A few songs into his set, Jones pointed to the crowd, asking a fan “Are you Waldo?” “Yes,” the guy responded, to which Jones replied, “Found you! Dude, you are being way too obvious.” What wasn’t so clear is Jones’ style. The Nashville-based artist has said that he loves melodramatic love songs, but his voice doesn’t come off as overly sentimental. He balanced his tenor somewhere between rugged and smooth, between strong and overbearing, and between pop and country. Instead of sticking with one genre, Jones fills in the holes that link several together.

Fans screamed when he covered Patty Griffin’s “Top of the World,” and cracked up when he stopped a song in the middle to help the rhythmically-challenged crowd clap along with “When It Falls Apart.”

The fun didn’t end when Jones left the stage. Michaelson integrated candy throwing, singing contests (one half of the crowd was dubbed “stallions” and the other “hairy mammoths”), audience choreography, and sarcastic storytelling into her set of bouncy love/ex-love songs. Accompanied by a 5-piece band, the spitfire sang her heart out, her voice dipping and twisting at all the right times during songs like “The Hat” and “Be Ok.”

She improvised a new song on her keyboard, playing with one of the tootsie rolls she hadn’t yet thrown into the crowd.

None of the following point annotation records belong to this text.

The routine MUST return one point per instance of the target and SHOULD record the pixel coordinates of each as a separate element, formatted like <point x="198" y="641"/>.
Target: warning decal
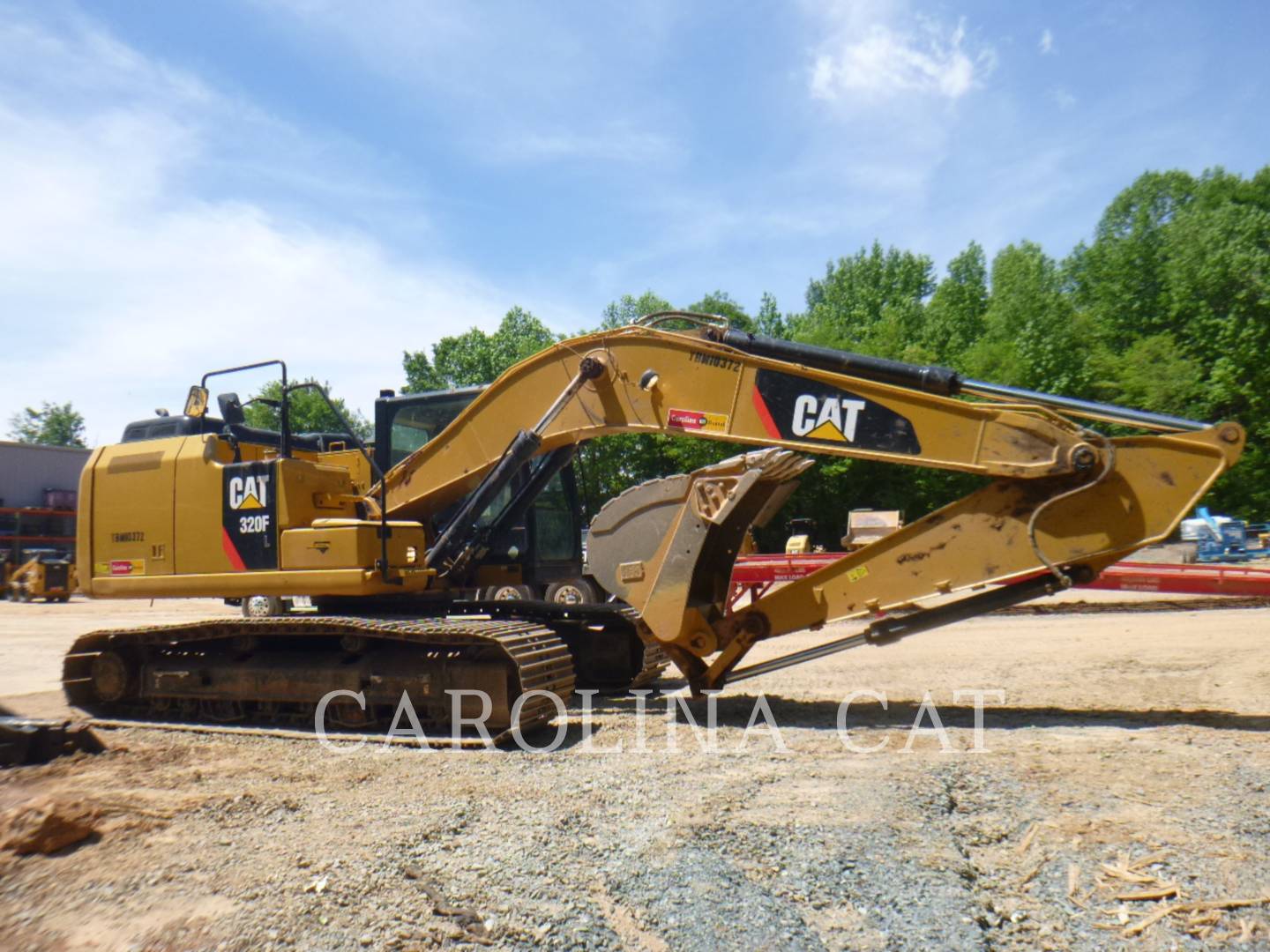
<point x="696" y="420"/>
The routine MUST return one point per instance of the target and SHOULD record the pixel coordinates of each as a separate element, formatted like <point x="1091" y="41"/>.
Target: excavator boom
<point x="1065" y="501"/>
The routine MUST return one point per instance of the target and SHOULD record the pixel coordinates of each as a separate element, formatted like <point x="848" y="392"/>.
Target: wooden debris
<point x="1165" y="891"/>
<point x="1122" y="874"/>
<point x="1027" y="838"/>
<point x="1137" y="928"/>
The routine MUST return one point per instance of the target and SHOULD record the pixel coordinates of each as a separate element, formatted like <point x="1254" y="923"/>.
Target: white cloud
<point x="143" y="282"/>
<point x="880" y="60"/>
<point x="517" y="83"/>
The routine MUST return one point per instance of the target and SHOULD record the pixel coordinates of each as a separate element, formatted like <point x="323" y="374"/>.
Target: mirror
<point x="196" y="404"/>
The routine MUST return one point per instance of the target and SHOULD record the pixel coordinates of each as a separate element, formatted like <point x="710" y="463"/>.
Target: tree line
<point x="1166" y="308"/>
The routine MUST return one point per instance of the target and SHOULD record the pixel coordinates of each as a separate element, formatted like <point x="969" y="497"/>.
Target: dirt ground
<point x="1124" y="761"/>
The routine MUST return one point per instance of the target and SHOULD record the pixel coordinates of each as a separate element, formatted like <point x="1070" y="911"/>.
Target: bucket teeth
<point x="667" y="546"/>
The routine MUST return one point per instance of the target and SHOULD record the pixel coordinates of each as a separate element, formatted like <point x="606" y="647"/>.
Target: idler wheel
<point x="111" y="677"/>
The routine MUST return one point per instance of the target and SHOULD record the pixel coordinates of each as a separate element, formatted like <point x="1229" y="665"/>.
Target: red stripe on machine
<point x="231" y="553"/>
<point x="765" y="415"/>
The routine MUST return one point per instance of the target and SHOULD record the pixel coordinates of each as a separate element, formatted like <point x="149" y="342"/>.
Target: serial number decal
<point x="723" y="363"/>
<point x="696" y="420"/>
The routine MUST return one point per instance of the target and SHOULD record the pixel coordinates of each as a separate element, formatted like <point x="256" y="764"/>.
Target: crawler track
<point x="268" y="674"/>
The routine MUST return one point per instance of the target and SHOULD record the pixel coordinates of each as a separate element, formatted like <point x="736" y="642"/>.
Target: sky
<point x="187" y="187"/>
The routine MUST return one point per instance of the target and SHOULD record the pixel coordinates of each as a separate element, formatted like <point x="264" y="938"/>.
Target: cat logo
<point x="798" y="407"/>
<point x="249" y="492"/>
<point x="832" y="418"/>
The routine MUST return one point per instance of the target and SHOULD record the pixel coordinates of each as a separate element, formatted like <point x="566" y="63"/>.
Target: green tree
<point x="1033" y="334"/>
<point x="955" y="315"/>
<point x="1120" y="279"/>
<point x="871" y="302"/>
<point x="770" y="320"/>
<point x="476" y="357"/>
<point x="629" y="309"/>
<point x="721" y="302"/>
<point x="52" y="424"/>
<point x="306" y="412"/>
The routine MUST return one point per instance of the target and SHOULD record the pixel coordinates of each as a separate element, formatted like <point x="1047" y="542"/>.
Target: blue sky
<point x="192" y="185"/>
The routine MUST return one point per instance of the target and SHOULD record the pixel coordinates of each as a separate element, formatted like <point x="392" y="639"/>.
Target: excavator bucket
<point x="681" y="534"/>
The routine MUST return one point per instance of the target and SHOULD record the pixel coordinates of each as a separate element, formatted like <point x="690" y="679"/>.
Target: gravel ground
<point x="1119" y="736"/>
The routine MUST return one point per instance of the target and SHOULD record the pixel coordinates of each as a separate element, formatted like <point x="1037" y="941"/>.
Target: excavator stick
<point x="661" y="554"/>
<point x="667" y="547"/>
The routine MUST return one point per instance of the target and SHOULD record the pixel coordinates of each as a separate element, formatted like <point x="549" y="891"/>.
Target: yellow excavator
<point x="390" y="546"/>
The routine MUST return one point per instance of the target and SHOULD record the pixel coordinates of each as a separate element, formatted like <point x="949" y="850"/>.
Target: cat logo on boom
<point x="249" y="492"/>
<point x="817" y="412"/>
<point x="831" y="418"/>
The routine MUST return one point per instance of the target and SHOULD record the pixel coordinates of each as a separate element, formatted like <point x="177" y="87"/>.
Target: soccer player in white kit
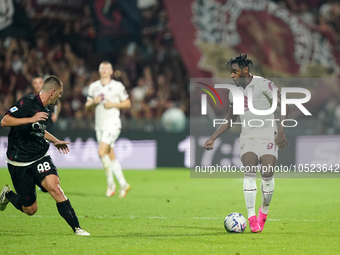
<point x="259" y="141"/>
<point x="108" y="97"/>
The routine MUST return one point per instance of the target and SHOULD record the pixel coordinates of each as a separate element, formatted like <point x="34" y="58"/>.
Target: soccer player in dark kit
<point x="27" y="158"/>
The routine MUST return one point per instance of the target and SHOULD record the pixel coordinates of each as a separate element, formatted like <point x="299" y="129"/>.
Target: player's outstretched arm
<point x="10" y="121"/>
<point x="92" y="103"/>
<point x="126" y="104"/>
<point x="280" y="139"/>
<point x="209" y="144"/>
<point x="62" y="146"/>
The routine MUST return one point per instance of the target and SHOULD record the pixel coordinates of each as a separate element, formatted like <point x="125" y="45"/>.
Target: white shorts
<point x="108" y="136"/>
<point x="259" y="146"/>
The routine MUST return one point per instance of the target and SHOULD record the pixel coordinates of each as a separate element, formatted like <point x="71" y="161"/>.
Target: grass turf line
<point x="167" y="212"/>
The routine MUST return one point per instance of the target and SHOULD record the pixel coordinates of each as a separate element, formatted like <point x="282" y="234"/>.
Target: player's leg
<point x="250" y="161"/>
<point x="103" y="152"/>
<point x="49" y="181"/>
<point x="268" y="163"/>
<point x="25" y="198"/>
<point x="118" y="172"/>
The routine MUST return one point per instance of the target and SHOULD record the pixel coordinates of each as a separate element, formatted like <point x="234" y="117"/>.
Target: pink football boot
<point x="262" y="218"/>
<point x="254" y="225"/>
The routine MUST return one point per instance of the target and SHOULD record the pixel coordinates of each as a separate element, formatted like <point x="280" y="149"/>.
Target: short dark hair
<point x="52" y="82"/>
<point x="241" y="60"/>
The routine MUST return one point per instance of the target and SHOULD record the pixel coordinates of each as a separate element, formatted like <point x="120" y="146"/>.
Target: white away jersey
<point x="262" y="90"/>
<point x="115" y="92"/>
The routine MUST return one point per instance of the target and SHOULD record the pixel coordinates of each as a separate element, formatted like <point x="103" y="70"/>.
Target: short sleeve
<point x="268" y="88"/>
<point x="90" y="94"/>
<point x="230" y="99"/>
<point x="20" y="108"/>
<point x="123" y="95"/>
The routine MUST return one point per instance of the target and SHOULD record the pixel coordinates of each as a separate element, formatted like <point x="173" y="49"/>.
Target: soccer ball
<point x="235" y="223"/>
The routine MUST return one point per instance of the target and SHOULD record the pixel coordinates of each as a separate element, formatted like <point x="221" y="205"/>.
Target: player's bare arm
<point x="10" y="121"/>
<point x="209" y="144"/>
<point x="62" y="146"/>
<point x="92" y="103"/>
<point x="280" y="139"/>
<point x="126" y="104"/>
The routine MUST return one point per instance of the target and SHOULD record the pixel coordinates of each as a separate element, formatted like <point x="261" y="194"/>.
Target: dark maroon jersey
<point x="26" y="143"/>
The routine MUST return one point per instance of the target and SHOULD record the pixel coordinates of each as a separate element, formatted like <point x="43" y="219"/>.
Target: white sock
<point x="106" y="164"/>
<point x="249" y="190"/>
<point x="118" y="172"/>
<point x="267" y="188"/>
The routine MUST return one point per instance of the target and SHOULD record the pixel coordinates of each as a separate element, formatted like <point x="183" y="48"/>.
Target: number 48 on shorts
<point x="43" y="167"/>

It was moments like this, the utterly spontaneous and spunky, that set Michaelson apart from some of her dull singer-songwriter counterparts.

While group sing-a-longs brought a piece of childhood into her live show, Michaelson also joked about four year olds smoking pot and got the girls in her band together to chant a ladies anthem under the moniker “Vag Force.”

We may be too old for trick-or-treating, but rock critics and fans alike are never too old for some good old-fashioned fun.

New Beach House

I need to listen to the whole thing. I am doing that as I type this. But I'm just going to throw this out there:

THE NEW BEACH HOUSE ALBUM, TEEN DREAM, IS HEAVENLY.

Holy crap, I'm so excited about this. Creaky organs, analog recording, ghostly harmonies, warming sensibilities... Alex Scally and Victoria Legrand have done it again! They are geniuses! I bow at their feet.